Here's a good logic challenge:

I have to come up with figures for room occupancy based on timetables data.

For most rooms this is easy. No two events can be timetabled at once so you just add up the all booking durations and subtract that from the available hours.

It gets tricky when it comes to the rooms where we do allow concurrent bookings. Unfortunately it's extra important these are included in the report because they are usually large, expensive teaching workshops where optimal usage is particularly relevant.

I am sure code for this has been written many times before.
As far as I can see what I am essentially trying to do is just find which blocks stretches of time have no activity in them. The most distilled procedural description of this is as follows:

For each day in each room in each week sort all bookings by start time.
Step through checking on each row how much time elapsed between the start time and the latest end time so far

It's that "so far" bit that has lost me the hope of doing this without a cursor.
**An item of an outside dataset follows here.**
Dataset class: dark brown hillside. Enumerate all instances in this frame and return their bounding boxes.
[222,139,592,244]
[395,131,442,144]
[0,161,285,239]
If bookings were of uniform length I could rely on the start time sort effectively sorting the end times and therefore I could always just compare to the previous row - something which can be done set-based.
The fact is that the the big room booking which reaches way out until the end of the day may also have been the very first booking of the day so comparing Booking Four starting at midday with the previous Booking Three which ended at 11:30 will count half an hour unused time which isn't the case.

The only alternative to this cursor is a very overcomplicated set of operations comparing All with All, to batch together clusters of bookings then identify the outer limits of these clusters. Finding the overlaps is easy but whittling down and grouping and categorising the types of overlaps, using different approaches for instance if 3 events are concurrent to when 3 events are in a cluster but one overlaps with the other 2 but those 2 don't overlap with each other.

However I might have missed a trick and be wrong about the necessary unwieldiness of the above. If there's some good catch-all set-based logic somebody has used for something similar your help would be greatly appreciated. I've not used cursors before and I don't want to slog through learning it just to find going through a 69000 row temp table (that's just for the rooms with concurrent booking) is just too stupidly slow even for an overnight procedure.

Many Thanks,

Adam
ASKER CERTIFIED SOLUTION
Avatar of davehilditch
davehilditch

Link to home
membership
This solution is only available to members.
To access this solution, you must be a member of Experts Exchange.
Start Free Trial
Avatar of davehilditch
davehilditch

Incidentally, cursors aren't all bad - I know people get religious about them, but for 69,000 rows if you use a fast_forward read_only cursor it should be fast enough to complete in a minute or two.  If the code ends up easier to use/read/maintain then it might be the better option.
Avatar of Anthony Perkins
It really depends on your tables; without seeing your tables it is impossible to know for sure.  If they are well designed (by this I mean fully normalized) than a CURSOR should not be necessary, if not it may be your only hope.  
SOLUTION
Link to home
membership
This solution is only available to members.
To access this solution, you must be a member of Experts Exchange.
Start Free Trial
so to explain my code above, the CTE creates 'TIMERANGE' which is effectively one record per minute of the range from start to end, then the query uses an 'exists' to find the 'minutes' where there was an occupancy (so multiple occupancy is only counted once, but zero occupancy is not counted).  Then the count of all the minutes (exclusive of the end, if you ended occupancy at 10:45 then 10:45 does not count) -  Is the duration in minutes where there was occupancy.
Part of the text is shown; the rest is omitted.